Potsdam, 2 décembre 1750.

Milord. Les fréquentes allées et venues des courriers qu'il y a eu depuis peu de temps entre les cours de Vienne, de Pétersbourg et de Londres, avec les avis qu'on m'a donnés de différents grands conseils qu'on a tenus à Vienne auxquels un ministre de Russie avait assisté au sujet des dépêches que ces courriers ont apportées, m'ont fait redoubler d'attention pour pénétrer au possible quel saurait être l'objet de tous ces mouvements extraordinaires. Mes soins ont eu le succès que je viens d'être informé à la fin, par mes correspondants secrets, qu'il s'y est agi d'une affaire d'assez grande conséquence, savoir d'un nouveau traité d'alliance qui venait d'être constaté, signé et ratifié dans le plus grand secret entre les deux cours impériales et celle de Londres.
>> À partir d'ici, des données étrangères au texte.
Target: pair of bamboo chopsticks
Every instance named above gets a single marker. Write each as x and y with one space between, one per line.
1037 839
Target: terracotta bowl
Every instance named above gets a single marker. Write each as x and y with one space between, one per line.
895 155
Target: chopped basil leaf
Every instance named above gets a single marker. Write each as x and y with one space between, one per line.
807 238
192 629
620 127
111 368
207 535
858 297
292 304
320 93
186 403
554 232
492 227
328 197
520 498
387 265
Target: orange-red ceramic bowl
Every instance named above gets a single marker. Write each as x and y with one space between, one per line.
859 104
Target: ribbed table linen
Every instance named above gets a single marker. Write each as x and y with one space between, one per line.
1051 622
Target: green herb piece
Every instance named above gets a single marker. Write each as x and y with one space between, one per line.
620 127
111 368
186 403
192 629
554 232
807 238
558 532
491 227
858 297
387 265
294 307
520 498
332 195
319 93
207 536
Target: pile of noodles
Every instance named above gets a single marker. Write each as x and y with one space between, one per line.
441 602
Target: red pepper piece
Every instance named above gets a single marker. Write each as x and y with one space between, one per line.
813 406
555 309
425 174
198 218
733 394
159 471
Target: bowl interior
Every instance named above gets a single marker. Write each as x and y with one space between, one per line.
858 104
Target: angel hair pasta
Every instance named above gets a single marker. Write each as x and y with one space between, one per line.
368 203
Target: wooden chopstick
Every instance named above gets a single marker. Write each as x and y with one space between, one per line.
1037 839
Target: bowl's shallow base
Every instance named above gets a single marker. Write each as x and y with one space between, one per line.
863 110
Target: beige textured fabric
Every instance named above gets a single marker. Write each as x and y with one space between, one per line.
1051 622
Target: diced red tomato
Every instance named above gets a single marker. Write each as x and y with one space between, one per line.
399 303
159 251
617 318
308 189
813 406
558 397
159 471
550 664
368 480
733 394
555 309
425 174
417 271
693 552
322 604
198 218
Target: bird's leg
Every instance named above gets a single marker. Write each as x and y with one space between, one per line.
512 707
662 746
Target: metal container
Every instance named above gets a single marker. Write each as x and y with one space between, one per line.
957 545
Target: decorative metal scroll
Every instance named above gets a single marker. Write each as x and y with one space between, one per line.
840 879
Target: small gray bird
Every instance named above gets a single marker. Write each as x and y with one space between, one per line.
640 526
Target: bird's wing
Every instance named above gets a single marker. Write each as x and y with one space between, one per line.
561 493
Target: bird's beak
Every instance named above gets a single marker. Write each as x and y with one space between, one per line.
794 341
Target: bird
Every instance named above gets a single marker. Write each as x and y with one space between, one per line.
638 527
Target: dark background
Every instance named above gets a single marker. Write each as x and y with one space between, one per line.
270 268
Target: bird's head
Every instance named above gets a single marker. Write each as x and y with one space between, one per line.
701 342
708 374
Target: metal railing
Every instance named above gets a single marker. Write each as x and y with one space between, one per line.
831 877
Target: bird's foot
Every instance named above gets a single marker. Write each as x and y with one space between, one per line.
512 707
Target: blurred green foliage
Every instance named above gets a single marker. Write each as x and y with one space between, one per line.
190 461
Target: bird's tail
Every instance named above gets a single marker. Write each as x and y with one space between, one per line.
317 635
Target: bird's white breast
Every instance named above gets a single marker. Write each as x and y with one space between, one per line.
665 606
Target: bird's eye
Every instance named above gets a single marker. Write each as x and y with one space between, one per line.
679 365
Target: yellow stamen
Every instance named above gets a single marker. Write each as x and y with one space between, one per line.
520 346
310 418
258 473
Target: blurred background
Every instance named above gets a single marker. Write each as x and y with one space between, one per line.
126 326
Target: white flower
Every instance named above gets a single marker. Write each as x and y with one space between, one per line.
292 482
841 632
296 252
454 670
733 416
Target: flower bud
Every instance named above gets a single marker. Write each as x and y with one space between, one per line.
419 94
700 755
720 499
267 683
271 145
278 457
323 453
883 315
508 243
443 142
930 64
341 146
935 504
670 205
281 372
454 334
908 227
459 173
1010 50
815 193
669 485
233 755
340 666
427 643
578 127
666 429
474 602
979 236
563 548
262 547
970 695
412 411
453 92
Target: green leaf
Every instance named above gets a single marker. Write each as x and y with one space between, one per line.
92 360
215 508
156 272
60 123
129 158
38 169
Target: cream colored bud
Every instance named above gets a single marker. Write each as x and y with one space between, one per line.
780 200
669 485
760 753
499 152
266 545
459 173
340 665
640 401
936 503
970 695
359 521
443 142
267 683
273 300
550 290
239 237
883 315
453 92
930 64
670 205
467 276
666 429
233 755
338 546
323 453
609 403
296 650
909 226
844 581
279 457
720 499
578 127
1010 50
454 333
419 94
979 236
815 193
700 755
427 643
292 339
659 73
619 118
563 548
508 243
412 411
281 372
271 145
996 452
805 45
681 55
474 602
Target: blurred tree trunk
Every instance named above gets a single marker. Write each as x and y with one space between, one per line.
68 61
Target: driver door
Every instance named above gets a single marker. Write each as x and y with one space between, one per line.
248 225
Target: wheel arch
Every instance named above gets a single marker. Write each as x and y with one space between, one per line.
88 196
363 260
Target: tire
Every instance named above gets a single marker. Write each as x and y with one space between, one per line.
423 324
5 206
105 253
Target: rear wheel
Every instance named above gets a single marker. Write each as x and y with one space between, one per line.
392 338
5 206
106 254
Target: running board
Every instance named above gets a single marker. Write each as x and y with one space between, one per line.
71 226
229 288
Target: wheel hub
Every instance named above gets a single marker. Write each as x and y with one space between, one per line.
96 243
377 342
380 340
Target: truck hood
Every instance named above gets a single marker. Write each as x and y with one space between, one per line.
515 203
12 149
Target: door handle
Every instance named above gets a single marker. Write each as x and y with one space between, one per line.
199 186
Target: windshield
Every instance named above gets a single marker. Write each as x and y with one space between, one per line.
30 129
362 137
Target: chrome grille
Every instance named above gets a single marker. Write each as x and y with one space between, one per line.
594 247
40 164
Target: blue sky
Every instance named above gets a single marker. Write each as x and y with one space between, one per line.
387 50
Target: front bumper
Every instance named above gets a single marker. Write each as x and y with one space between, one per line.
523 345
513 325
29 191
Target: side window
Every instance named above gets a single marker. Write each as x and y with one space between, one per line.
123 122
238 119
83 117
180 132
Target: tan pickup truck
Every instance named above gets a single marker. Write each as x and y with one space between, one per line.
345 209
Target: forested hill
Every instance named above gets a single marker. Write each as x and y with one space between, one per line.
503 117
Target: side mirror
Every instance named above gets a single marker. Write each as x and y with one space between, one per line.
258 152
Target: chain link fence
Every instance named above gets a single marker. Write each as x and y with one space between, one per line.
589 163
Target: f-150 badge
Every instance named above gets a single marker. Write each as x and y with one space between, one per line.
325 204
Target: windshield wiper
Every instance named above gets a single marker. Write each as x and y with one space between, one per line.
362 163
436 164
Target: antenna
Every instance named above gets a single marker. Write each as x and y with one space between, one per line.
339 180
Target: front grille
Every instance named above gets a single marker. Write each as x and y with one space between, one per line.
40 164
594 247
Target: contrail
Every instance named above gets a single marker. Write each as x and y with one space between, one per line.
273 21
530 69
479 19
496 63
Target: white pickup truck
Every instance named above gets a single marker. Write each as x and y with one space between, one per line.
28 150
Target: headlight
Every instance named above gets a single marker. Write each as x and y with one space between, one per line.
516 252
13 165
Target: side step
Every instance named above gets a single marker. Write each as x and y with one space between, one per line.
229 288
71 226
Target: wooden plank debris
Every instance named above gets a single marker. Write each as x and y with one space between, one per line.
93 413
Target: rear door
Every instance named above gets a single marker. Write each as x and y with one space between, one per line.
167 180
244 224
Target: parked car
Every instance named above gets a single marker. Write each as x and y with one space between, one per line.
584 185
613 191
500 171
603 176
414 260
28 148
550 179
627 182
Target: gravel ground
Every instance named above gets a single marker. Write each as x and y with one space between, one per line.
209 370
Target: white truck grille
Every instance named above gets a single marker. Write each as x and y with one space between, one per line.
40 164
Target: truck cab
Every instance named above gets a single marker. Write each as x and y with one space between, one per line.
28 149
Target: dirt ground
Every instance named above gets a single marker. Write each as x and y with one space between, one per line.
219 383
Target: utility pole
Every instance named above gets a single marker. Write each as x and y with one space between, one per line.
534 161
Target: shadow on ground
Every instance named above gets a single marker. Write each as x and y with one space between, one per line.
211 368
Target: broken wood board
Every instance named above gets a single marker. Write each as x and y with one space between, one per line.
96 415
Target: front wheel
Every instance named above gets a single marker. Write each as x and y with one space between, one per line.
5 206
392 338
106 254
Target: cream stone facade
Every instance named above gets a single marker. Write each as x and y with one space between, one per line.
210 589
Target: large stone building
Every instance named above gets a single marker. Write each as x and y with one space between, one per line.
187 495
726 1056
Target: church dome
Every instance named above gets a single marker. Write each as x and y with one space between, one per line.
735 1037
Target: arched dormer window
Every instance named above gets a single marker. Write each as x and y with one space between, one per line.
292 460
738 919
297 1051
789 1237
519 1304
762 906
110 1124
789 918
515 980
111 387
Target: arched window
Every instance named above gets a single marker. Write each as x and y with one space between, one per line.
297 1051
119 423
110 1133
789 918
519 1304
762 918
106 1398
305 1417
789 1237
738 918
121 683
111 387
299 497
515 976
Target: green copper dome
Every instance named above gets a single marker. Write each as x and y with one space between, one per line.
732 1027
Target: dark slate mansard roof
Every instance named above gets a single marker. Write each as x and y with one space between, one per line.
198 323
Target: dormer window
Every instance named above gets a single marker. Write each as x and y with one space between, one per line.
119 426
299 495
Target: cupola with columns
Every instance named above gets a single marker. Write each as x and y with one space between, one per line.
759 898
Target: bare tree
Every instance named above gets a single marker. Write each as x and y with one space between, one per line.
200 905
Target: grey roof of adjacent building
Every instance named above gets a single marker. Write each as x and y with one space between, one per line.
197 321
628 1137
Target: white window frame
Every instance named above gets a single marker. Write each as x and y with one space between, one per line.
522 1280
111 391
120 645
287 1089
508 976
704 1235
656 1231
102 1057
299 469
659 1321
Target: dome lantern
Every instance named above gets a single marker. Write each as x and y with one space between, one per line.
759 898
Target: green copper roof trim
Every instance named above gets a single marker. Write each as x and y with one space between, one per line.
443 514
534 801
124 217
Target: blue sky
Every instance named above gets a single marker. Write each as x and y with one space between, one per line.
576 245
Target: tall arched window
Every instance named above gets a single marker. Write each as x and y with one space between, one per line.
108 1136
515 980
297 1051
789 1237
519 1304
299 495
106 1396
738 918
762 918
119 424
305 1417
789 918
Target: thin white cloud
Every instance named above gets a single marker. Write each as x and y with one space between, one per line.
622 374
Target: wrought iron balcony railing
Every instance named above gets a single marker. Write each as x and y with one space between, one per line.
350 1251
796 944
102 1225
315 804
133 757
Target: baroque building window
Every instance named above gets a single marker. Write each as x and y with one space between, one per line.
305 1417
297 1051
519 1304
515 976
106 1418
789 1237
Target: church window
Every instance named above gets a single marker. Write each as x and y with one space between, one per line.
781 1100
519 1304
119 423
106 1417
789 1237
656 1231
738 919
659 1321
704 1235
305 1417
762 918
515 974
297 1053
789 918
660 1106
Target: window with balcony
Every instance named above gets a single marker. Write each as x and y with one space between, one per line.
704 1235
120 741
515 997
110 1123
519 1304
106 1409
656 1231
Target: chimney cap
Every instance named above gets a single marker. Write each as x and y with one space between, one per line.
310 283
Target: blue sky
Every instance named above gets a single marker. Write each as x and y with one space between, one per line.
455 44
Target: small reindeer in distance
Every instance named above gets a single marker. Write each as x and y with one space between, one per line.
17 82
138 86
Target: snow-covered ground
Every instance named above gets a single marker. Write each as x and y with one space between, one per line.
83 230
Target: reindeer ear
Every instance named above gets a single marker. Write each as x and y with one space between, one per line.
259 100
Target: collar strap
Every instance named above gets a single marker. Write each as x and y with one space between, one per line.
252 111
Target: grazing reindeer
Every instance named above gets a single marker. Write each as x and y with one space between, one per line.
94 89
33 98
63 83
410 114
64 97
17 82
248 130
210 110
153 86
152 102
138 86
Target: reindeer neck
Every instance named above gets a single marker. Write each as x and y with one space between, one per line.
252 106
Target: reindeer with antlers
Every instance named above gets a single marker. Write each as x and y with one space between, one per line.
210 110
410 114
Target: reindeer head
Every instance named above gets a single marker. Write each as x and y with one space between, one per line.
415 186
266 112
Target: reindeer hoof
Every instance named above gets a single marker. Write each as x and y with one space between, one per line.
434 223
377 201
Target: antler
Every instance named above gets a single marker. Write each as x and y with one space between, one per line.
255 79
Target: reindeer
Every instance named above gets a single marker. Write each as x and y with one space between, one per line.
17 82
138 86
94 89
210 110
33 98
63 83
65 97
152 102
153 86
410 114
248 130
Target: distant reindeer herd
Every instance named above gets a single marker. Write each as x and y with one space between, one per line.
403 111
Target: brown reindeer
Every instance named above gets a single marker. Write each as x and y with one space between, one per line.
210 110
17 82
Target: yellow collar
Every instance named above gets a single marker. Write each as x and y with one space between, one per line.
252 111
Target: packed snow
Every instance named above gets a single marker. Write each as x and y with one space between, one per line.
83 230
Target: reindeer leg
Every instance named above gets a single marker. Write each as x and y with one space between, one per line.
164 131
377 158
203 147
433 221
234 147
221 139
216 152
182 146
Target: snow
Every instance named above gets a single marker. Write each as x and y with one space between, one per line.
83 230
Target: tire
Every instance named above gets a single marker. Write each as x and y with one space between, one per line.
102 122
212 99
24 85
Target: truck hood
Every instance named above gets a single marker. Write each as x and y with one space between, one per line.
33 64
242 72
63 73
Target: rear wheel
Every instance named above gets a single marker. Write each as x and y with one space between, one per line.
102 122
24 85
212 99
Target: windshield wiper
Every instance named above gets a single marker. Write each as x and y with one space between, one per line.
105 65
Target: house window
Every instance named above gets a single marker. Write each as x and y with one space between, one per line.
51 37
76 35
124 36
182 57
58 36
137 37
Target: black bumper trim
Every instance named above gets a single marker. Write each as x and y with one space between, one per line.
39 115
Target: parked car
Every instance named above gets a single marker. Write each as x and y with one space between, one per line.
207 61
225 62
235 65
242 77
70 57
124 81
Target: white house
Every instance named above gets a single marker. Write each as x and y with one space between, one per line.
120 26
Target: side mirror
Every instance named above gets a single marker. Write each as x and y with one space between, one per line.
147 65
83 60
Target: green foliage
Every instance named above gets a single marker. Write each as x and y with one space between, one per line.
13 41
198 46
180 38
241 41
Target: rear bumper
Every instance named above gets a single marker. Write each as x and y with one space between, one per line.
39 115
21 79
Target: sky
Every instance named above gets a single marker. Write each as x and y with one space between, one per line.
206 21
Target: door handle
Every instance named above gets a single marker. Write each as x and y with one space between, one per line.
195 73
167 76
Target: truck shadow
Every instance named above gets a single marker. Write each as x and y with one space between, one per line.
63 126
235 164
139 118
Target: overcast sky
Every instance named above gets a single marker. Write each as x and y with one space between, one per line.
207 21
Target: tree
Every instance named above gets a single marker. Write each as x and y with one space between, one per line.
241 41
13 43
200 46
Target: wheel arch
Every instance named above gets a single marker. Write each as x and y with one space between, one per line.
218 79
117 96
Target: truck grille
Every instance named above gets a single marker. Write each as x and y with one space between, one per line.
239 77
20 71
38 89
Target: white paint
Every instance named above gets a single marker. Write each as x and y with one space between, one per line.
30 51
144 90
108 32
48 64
A ce qu'on m'avertit, c'a été le roi d'Angleterre qui a proposé ce traité, et les points principaux qu'on a mis pour base, doivent être une garantie mutuelle et générale de tous les États, provinces et possessions, sans en excepter aucune, que les parties principales se sont promises contre quiconque — selon les termes exprès du traité — qui soit l'agresseur. L'on y doit avoir, entre autres, stipulé formellement qu'en cas que l'Impératrice-Reine viendrait à être attaquée dans ses possessions d'Italie, l'Angleterre fournirait, au premier avis qu'elle en aurait, le secours de 20 vaisseaux de guerre de ligne avec des troupes suffisantes pour en faire des débarquements, et la Russie 30,000 hommes, secours auquel la Russie avait à s'attendre réciproquement, le cas existant qu'elle serait attaquée. Il doit y être stipulé d'ailleurs que, s'il arrivait que la Suède fît des changements dans la forme présente de son gouvernement, on le regarderait comme un cas d'alliance et les alliés s'y opposeraient unanimement de toutes leurs forces. L'on ajoute que la Hollande et le roi de Pologne seraient invités d'accéder au traité, et que les ministres des parties principales contractantes devaient y travailler conjointement.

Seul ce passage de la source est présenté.